- Mandatory life sentences for those who kill an emergency worker in the course of their duty
- Change to the law to be made as soon as possible
- Follows the tireless campaigning of PC Andrew Harper’s family
Emergency workers will receive greater protection from violent criminals after the Government confirmed ‘Harper’s Law’ would be added to the statute book.
Named after PC Andrew Harper, who was killed in the line of duty in 2019, the law will introduce mandatory life sentences for anyone convicted of killing an emergency worker whilst committing a crime.
Today’s move follows an unwavering campaign by Andrew’s family, including his widow Lissie, and the Police Federation, and comes after a number of meetings with the Justice Secretary and Home Secretary.
Henry Long, Jessie Cole and Albert Bowers each received custodial sentences of between 13 and 19 years in prison for PC Harper’s manslaughter.

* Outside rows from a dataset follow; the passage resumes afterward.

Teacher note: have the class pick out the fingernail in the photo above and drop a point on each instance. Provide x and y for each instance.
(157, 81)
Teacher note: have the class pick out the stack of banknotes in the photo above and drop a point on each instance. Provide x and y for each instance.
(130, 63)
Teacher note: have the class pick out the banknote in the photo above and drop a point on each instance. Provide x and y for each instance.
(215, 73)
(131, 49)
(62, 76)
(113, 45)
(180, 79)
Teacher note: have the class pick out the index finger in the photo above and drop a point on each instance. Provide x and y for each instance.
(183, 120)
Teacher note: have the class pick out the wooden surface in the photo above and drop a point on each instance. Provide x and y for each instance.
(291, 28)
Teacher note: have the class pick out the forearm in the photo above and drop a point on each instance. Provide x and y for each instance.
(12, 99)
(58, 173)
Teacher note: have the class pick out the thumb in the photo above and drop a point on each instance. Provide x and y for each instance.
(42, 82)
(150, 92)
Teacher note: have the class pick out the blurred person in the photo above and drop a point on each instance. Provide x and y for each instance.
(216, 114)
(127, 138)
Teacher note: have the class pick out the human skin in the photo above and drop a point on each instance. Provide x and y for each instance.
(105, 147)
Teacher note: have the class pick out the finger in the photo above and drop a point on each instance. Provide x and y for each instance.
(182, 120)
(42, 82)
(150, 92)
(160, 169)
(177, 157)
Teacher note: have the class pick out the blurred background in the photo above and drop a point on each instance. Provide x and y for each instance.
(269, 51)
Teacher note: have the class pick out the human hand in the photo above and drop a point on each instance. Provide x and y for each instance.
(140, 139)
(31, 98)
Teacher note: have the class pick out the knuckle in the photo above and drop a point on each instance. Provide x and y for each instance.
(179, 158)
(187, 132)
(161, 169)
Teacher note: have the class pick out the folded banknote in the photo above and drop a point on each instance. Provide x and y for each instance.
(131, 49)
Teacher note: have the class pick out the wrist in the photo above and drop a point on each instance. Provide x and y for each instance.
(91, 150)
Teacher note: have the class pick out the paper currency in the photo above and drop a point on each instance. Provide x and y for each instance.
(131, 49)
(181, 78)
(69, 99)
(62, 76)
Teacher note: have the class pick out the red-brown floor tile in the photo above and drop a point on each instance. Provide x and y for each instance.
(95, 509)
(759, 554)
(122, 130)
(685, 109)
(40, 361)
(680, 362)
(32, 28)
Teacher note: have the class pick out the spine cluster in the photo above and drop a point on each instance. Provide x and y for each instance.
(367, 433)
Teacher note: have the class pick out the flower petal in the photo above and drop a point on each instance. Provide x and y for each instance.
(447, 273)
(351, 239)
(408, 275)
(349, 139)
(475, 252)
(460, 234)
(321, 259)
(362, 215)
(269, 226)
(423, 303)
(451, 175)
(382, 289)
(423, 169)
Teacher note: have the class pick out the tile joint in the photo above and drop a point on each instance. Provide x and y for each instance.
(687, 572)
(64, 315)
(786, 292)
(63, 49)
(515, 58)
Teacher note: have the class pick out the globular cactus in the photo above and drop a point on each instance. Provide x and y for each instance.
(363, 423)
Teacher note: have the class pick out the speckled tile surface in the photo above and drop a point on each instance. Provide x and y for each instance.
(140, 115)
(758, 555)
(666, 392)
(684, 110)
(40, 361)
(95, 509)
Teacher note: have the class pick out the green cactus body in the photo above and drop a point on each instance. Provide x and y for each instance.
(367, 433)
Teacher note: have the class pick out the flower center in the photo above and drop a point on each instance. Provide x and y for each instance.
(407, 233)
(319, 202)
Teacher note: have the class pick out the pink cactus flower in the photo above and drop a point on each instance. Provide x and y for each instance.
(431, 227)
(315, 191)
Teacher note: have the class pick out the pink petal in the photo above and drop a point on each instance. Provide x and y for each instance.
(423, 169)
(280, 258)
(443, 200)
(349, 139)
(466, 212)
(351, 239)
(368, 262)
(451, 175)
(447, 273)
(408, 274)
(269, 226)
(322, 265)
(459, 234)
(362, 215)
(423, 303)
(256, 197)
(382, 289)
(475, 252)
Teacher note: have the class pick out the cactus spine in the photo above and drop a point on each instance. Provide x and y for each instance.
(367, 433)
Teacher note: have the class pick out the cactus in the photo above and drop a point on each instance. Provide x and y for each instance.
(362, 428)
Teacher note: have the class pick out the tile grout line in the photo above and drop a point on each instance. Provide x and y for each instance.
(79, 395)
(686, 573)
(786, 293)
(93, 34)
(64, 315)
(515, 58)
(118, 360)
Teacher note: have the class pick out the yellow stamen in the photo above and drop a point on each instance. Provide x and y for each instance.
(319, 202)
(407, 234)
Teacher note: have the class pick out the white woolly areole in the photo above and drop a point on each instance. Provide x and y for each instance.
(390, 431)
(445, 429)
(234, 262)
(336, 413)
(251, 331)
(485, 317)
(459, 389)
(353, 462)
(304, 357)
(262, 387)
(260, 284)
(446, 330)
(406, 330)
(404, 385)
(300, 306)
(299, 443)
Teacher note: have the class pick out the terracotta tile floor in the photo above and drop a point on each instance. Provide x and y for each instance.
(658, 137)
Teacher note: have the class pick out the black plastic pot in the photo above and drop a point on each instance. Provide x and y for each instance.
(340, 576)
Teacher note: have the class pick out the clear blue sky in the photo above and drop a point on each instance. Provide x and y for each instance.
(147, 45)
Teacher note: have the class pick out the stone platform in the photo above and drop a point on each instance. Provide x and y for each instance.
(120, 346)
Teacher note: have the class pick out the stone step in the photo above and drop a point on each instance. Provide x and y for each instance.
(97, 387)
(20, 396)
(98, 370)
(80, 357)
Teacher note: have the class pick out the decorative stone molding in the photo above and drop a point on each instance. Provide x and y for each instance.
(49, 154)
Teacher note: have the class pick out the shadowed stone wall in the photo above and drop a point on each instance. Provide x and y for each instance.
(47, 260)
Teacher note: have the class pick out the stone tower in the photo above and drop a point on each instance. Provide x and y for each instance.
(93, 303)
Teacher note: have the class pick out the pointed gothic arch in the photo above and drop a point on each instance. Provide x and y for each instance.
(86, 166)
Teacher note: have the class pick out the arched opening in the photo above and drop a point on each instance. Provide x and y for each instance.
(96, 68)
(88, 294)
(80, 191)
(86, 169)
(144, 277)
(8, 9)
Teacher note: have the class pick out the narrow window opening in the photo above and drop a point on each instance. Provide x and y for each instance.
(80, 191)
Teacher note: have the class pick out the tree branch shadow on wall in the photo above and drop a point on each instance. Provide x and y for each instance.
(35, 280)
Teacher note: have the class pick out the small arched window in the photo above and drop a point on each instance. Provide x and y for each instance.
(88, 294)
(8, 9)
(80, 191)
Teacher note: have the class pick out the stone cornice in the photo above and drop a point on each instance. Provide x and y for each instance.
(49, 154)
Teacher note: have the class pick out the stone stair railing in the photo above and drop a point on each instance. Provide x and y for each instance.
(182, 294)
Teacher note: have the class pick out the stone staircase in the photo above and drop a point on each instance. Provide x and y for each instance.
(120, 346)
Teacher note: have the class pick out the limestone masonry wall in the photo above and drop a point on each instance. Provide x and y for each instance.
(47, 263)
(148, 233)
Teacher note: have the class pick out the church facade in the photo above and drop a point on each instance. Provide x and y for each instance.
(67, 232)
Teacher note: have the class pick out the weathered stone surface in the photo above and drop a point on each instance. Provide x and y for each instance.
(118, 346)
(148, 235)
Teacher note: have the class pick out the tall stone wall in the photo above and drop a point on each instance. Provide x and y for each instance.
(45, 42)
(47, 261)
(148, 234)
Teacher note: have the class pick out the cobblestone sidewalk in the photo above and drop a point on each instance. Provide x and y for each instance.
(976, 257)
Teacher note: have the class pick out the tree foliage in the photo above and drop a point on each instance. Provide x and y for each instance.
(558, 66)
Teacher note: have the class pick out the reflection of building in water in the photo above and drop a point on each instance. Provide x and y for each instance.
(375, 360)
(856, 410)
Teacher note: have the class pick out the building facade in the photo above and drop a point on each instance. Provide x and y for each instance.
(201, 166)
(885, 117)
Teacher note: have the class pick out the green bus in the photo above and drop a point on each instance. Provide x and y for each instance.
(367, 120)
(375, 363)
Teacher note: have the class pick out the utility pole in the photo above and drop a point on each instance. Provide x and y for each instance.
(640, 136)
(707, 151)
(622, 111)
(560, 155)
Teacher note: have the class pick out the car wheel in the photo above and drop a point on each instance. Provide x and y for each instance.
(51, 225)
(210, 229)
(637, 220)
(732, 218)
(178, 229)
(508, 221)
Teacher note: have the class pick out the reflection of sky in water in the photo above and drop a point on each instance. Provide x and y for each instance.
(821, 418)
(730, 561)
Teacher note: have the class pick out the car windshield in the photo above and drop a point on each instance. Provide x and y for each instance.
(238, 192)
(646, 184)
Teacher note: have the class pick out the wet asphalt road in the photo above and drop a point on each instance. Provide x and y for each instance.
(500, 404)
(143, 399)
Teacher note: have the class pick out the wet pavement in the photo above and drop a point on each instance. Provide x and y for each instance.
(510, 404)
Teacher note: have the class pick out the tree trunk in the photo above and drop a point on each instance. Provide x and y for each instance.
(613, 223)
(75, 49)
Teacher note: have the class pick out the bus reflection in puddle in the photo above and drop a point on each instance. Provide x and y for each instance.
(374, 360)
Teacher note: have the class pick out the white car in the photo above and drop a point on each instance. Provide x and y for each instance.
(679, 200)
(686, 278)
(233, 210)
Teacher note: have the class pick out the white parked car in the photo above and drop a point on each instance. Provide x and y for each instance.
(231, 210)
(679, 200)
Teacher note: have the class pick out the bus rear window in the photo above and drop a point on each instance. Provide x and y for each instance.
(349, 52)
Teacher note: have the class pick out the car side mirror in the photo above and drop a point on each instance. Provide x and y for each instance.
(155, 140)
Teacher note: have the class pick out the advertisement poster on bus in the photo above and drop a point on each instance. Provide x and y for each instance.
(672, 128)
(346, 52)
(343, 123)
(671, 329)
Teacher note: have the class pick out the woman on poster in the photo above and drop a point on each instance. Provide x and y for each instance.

An appeal by the Attorney General to increase their time behind bars was rejected.
Ministers are determined to make sure that punishments fit the severity of the crime and are determined to introduce the law as soon as possible.
The move extends mandatory life sentences to anyone who commits the manslaughter of an emergency worker on duty – including police, prison officers, firefighters and paramedics – while carrying out another crime unless there are truly exceptional circumstances. Courts must already impose life sentences for murder, with a whole-life order being the starting point if the victim is a police officer.
The move follows recent government action to protect police, prison officers, firefighters and paramedics and ensure those who seek to harm them feel the full force of the law. This includes plans to double the maximum penalty for assaulting them to two years’ imprisonment.